Ahora te explicamos cómo funciona. En primer lugar, ten en cuenta que desde hace algunos años la epidural está incluida en los niveles esenciales de asistencia, la llamada Lea: esto significa que no la pagas, pero está garantizada por el Estado.

Visita de anestesia epidural y anestesia

Si planeas recurrir a la analgesia del parto, algún tiempo antes de dar a luz deberás someterte a un examen minucioso con el anestesista que te explicará en detalle cómo funciona este tipo de tratamiento. Además, habrá algunas preguntas y, entre otras cosas, te preguntará por ejemplo si eres alérgico a algún medicamento. Si tiene un diario de nacimiento, recuerde anotar que quiere una epidural.

Anestesia epidural: Cómo hacerlo

Se inserta un pequeño catéter en el llamado espacio epidural, que es un área del canal espinal en la parte baja de la espalda. Se le sentará con la cabeza inclinada hacia adelante y le dará la espalda al anestesista, quien le administrará una inyección para adormecer la parte. Luego, insertará el catéter a través de una aguja y comenzará a inyectar analgésicos.
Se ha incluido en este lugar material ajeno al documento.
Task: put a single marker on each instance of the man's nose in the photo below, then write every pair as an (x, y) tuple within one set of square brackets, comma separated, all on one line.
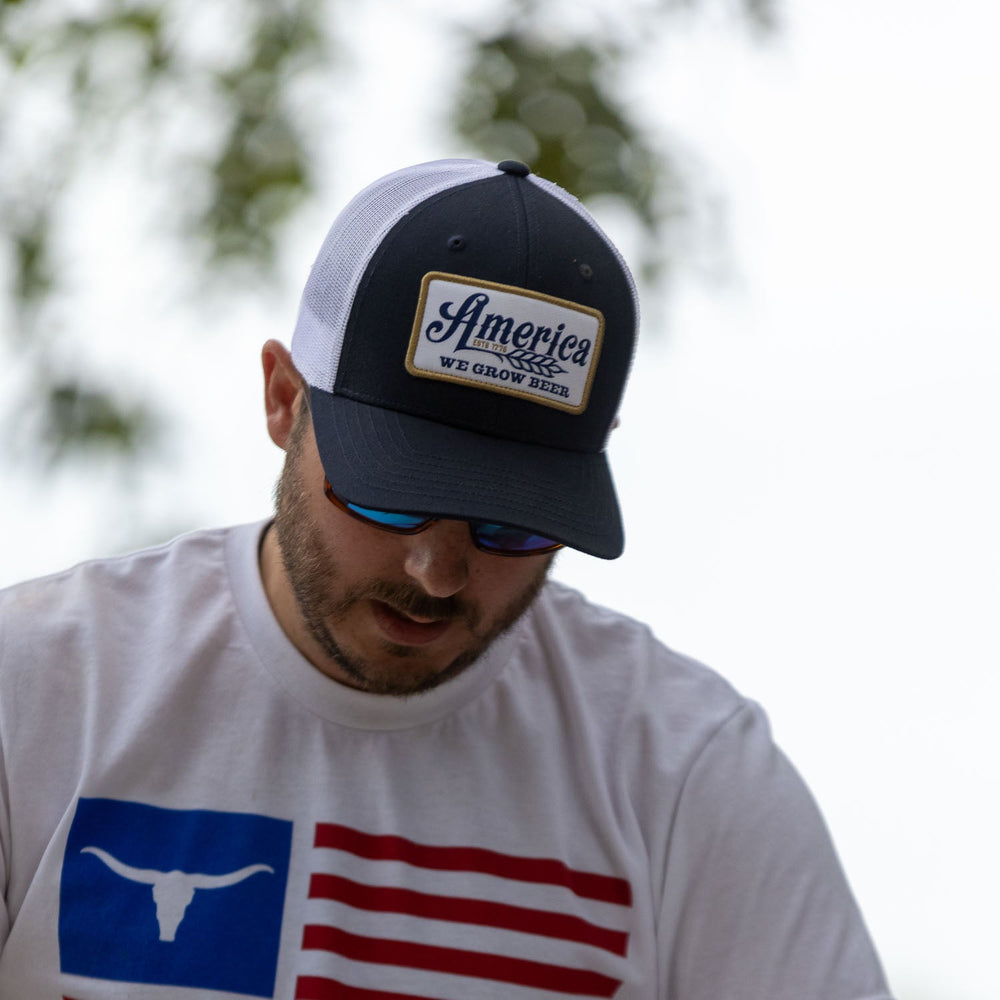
[(438, 558)]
Anestesia epidural: Cuánto tiempo surte efecto

Generalmente, los medicamentos surten efecto en aproximadamente un cuarto de hora, siempre sentirás las contracciones, pero de una manera mucho menos dolorosa, podrás moverte y caminar. Esto le permitirá relajarse, pero aún sentirá la necesidad de pujar, aunque esté un poco amortiguado. Por tanto, no es cierto que la epidural no le haga sentir dolor y que no le haga «participar» en su parto. 

Anestesia epidural: Cuando se realiza

En general, no existe un momento ideal para realizar la anestesia epidural, puedes solicitarla cuando quieras. Hay que tener en cuenta que se puede reforzar en caso de que el efecto disminuya, pero también es cierto que sería mejor intentar esperar hasta que el trabajo de parto esté bien avanzado. Por otro lado, si está demasiado avanzado, el obstetra y ginecólogo puede que no lo considere útil porque el parto es inminente.

Epidural: Cuando no está garantizado

También en otras situaciones, la analgesia del parto puede no estar garantizada, por ejemplo, en el caso de infección continua con fiebre, trastornos hemorrágicos (por eso es necesario hacer análisis de sangre primero), patologías neurológicas graves, forma desfavorable de la espalda que hace que la colocación del catéter imposible. También podría suceder (porque sucede) que el anestesista esté involucrado en alguna emergencia (las contracciones fuertes parecen una emergencia, ¡pero en realidad no lo son!).

Posibles complicaciones de la epidural

Como cualquier otro procedimiento médico, la anestesia epidural también puede causar algunas complicaciones. Son raros, pero debe conocerlos de todos modos. Las reacciones adversas pueden incluir dolor de cabeza, hormigueo y temblores en las piernas, dolor o ciática. Para su bebé, sin embargo, no hay problema. Los medicamentos utilizados son inofensivos para el feto.